The following article, Texas Judges are Releasing Violent Criminals on Low Bonds Due to Wuhan Virus Concerns, was first published on Big League Politics.
The current Wuhan Virus saga is witnessing various state governments and municipalities promoting policies that disrupt law and order.
While stores are being shut down left and right, criminals are being let out by activist judges who are promoting what the late Sam Francis describes as anarcho-tyranny — refusing “to control real criminals (that’s the anarchy) so we control the innocent (that’s the tyranny).”
In Texas, the court system is now handing out abnormally low bail bonds for various crimes.
KTRK in Houston reported the following:
Kelvin Hawthorne, 18, is accused of punching and choking his girlfriend on Monday. Normally, that kind of crime gets a $1000 bond and often times it’s a personal recognizance bond, which means release from jail on the promise to return.
On Tuesday, a judge granted Hawthorne a $100 bond. He paid $10, had to agree to bond conditions and was released from jail.
Craig Jones, 55, is accused of hitting and choking his wife. He has prior violent convictions. The state requested a $10,000 bond. On Tuesday, a magistrate made it much lower, granting a $300 bond.
Timothy Singleton, 21, also has prior convictions. He was charged with aggravated assault with a deadly weapon, after being accused of pulling a gun on his aunt’s neighbor. Singleton was granted a $500 bond, which means $50 would get him out of jail. Normally bond would be at least $20,000.

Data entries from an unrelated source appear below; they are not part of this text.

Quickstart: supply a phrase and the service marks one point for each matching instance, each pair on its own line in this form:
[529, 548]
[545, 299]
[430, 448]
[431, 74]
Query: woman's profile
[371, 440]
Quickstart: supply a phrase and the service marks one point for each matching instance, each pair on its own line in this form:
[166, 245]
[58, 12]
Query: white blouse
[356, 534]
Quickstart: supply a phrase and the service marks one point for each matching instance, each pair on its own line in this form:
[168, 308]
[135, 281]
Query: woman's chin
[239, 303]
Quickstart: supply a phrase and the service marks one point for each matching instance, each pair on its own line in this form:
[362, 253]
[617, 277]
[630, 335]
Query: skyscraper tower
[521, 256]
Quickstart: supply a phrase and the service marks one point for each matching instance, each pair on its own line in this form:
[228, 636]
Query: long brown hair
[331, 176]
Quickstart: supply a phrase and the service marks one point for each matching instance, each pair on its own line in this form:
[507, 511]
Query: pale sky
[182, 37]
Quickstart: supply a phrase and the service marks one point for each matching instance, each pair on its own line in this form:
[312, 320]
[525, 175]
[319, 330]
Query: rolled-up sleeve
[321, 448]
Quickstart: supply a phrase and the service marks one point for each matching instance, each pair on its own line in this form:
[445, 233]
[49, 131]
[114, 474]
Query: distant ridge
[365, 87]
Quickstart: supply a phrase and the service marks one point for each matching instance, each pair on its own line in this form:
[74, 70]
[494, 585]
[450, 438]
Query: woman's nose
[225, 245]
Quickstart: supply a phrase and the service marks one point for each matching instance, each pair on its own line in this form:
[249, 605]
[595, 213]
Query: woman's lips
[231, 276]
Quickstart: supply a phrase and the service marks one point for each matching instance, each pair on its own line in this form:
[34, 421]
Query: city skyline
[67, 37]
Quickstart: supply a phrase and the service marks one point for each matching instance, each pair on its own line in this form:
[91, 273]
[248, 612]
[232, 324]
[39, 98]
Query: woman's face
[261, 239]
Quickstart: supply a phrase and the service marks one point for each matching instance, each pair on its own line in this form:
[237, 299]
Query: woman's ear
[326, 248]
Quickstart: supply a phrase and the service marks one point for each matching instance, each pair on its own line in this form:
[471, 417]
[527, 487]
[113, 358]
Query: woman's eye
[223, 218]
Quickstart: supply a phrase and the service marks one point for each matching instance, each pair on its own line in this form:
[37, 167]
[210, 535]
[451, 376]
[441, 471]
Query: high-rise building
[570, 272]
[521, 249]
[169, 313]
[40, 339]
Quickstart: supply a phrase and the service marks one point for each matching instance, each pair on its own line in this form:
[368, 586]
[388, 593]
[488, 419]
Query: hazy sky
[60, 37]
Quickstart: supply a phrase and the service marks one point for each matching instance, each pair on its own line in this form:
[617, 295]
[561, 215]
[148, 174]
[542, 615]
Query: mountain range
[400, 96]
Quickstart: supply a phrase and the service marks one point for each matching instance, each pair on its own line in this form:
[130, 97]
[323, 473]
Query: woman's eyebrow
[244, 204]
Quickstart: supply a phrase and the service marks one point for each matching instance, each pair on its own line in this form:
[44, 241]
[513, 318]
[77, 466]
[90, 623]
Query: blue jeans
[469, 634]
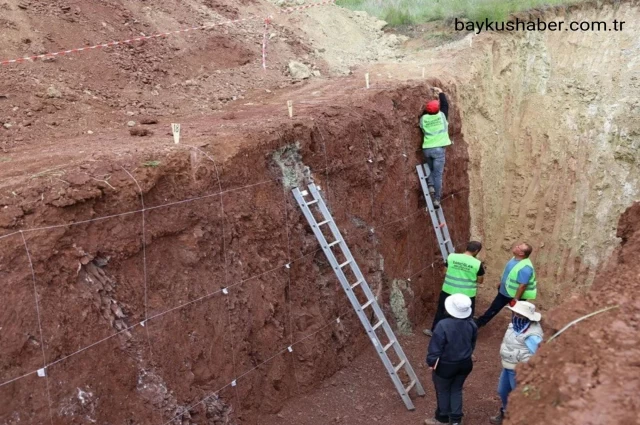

“Some of the cases I saw today, I almost fell off my chair in hysterical laughter,” opined Andy Kahan, director of victim services and advocacy at Crime Stoppers of Houston. “Ten dollar bonds? One hundred dollar bonds? In some cases, violent felons are getting bonds I’ve never seen in my 30 years in the criminal justice system.”
Prosecutors made arguments against many of the low bonds. According to KTRK, one judge said she’s trying to follow Governor Greg Abbott’s order by not granting these criminal suspects personal recognizance bonds. In other words, defendants wouldn’t have to post any cash to be released from jail.
Kahan said that he understands the possibility of low-risk defendants being released from jail for fear that the Wuhan virus will spread quickly. One inmate has contracted the virus, with two dozen tests still being confirmed and hundreds of other inmates being under observation. As many as 1,000 inmates, once they meet certain benchmarks, will be released in the next few days.
Tori McFarland, 23, who was accused of robbery with bodily injury, was released from jail on a $10 bond.
Kahan said he will be observing some of the people being released.
“That, to me, is a public safety crisis and we all know someone will pay the price,” he stated.
However, its activist judges want to subject law-abiding citizens to dangerous social experiments that benefit violent criminals, which is terrible for social cohesion.